I am endlessly fascinated by the body in motion.
Living in New York, I am constantly surrounded by a frenzy of physical activity, hundreds of people engaged in the movements of day-to-day life. These simple movements are a kind of common denominator between us as humans, something we share at a very basic level.
But the body is also an extraordinary vessel, capable of extraordinary things. I spend my work day in the studio challenging my body to extend outside of itself, to play, uninhibited, beyond what is comfortable, what is common. For me, part of the adventure is that search for a new physical language. When I am dancng, I can feel the subtle and constant communication running between my head, heart, muscles, nerves, and gravity.

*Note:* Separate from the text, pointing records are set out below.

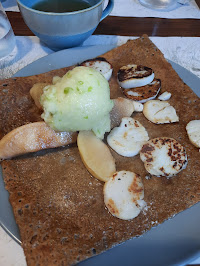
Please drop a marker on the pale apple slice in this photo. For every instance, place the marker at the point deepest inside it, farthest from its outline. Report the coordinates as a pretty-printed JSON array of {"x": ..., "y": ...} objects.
[
  {"x": 96, "y": 156},
  {"x": 31, "y": 138},
  {"x": 36, "y": 91}
]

The moments in the studio or onstage when I can feel those lines of communication humming at their highest resonance are the moments that fill me the most.
I am also intrigued by the kind of physical intelligence we develop as dancers. I really enjoy the process of learning new material or being given a motivation for creating movement, and then digesting that information and seeing how it translates into my own physicality. I love watching my body problem-solve. In the company, Shen Wei gives us a lot of opportunity to develop our own movement within a certain physical quality or sensibility. Making movement in that way feels to me like encountering a sort of physical puzzle, and the task is then to discover the way my body wants to go about solving it. I like to think of dance as a physical science, or a scientific art, or an artful physics. It is the interplay between those worlds that makes dance so powerful, so captivating.
On a good day, I feel totally physically satiated when I’m dancing, and I’ve grown to crave that sensation of fullness. But it is much more than a physical fulfillment that motivates me as a dancer. Because it isn’t only a physical sensation to feel the heat and breath and noise of an audience filling a theater. It isn’t only a physical sensation to dance in unison with a group of people whose energy collectively interweaves and swells and gives birth to a universe unto itself. The sensations of that universe, the electricity of the energy created by a body or a group of bodies moving in space together, these elements transcend the realm of physical activity and move dance into an experience where I feel mystery, magic, and captivation.
My body is the form that makes me human in the most honest and basic sense. It is the structure at the root of my humanity, a root shared by every human being on earth. To feel the commonality of that root when I dance, and at the same time to feel that transcendence, that magic, that mystery of my body as a vessel to extraordinary and otherworldly sensations—that is why I dance. That is what I search for in movement, and why I am forever enthralled by the sensation of a body moving in space.